Sunday, March 21, 2010

The problem with upsets

If a number 16 seed in the NCAA basketball tournament ever beat a top seed in the opening round, it'd be the biggest upset in the tourney's history. If all four 16 seeds somehow defeated all of the top seeds in the first round, it might be the most exciting weekend in tourney history.

And if all four 16 seeds somehow made it all the way to the Final Four, it'd be the worst Final Four in tournament history. It's the only problem I have with underdogs pulling off shocking victories over favorites early in the tournament. At some point down the line, in the final rounds, I'd rather watch the best teams, because they're more enjoyable to watch, they're more athletic, they're deeper, they're just...better.

As much as I enjoyed watching Northern Iowa's victory over Kansas on Saturday, I don't think I'd really enjoy a Final Four that included Northern Iowa, Cornell, Murray State and Old Dominion. The games and atmosphere would be about as exciting as a December game aired at 11 p.m. on ESPNU. One or two upsets are exciting, but have the same underdog knock off three favorites and it begins to feel like they're a formerly charming party guest who doesn't know it's time to leave. This rarely happens, but when it does the results can be ugly. In 1979, in perhaps the most famous Final Four ever, Penn - Penn! - joined DePaul, Larry Bird's Indiana State team and Magic Johnson's Michigan State Spartans in Salt Lake City. Penn reached the Final Four by knocking off traditional powers North Carolina and St. John's. In the semifinals, Michigan State jumped out to a 32-6 lead and won 101-67. The moment finally caught up with the Quakers and everyone watching on TV suffered.

I love seeing the traditional powers occasionally knocked off, but I also like seeing them there in the end. I'm a basketball elitist (does that make me sound too much like Billy Packer? Please say no), except when I'm watching a thrilling opening-round game between a two seed and a 15 seed and I'm pulling for the no-names. There needs to be a good mixture of the great and the improbable, although, in the case of both Northern Iowa and Cornell, there's always the possibility that they are great and simply needed a showcase.

I guess I want the best of both worlds - the upsets and the best to meet the best in the end - and this year we just might get it. Cornell's been one of the most impressive teams through the first two rounds, but in the next game they face the team that has been the most impressive: Kentucky. It's an Ivy League school against one of the most decorated programs in NCAA history, a perfect matchup for a Sweet 16 game. Throughout it, I'm sure I'll be pulling for Cornell to continue their streak of upsets. But ultimately, when the Final Four rolls around, I'd miss not being able to watch John Wall play one more time, this time on the game's biggest stage.
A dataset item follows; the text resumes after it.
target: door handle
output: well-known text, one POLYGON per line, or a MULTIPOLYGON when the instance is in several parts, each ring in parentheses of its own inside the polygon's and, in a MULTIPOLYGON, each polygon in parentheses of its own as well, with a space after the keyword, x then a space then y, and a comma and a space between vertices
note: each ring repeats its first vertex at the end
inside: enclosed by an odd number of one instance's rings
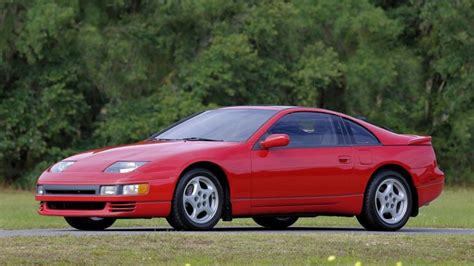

So confusing.

In the end, of course, my fear of an all-underdog Final Four is irrational. For every George Mason there are a dozen North Carolinas and Connnecticuts. Even this year, when it seems preordained that an unknown team will crash the final party, we'll probably get a Final Four of Duke, Kentucky, Syracuse and perhaps Ohio State. All familiar teams with rosters that are littered with all-Americans, led by coaches who qualify for sainthood, at least according to Dick Vitale. Not a feisty upstart in the bunch. But maybe Northern Iowa can break through and excite farmers everywhere. I'd love to see them in Indianapolis on that final weekend - as long as they're not joined by any other underdogs.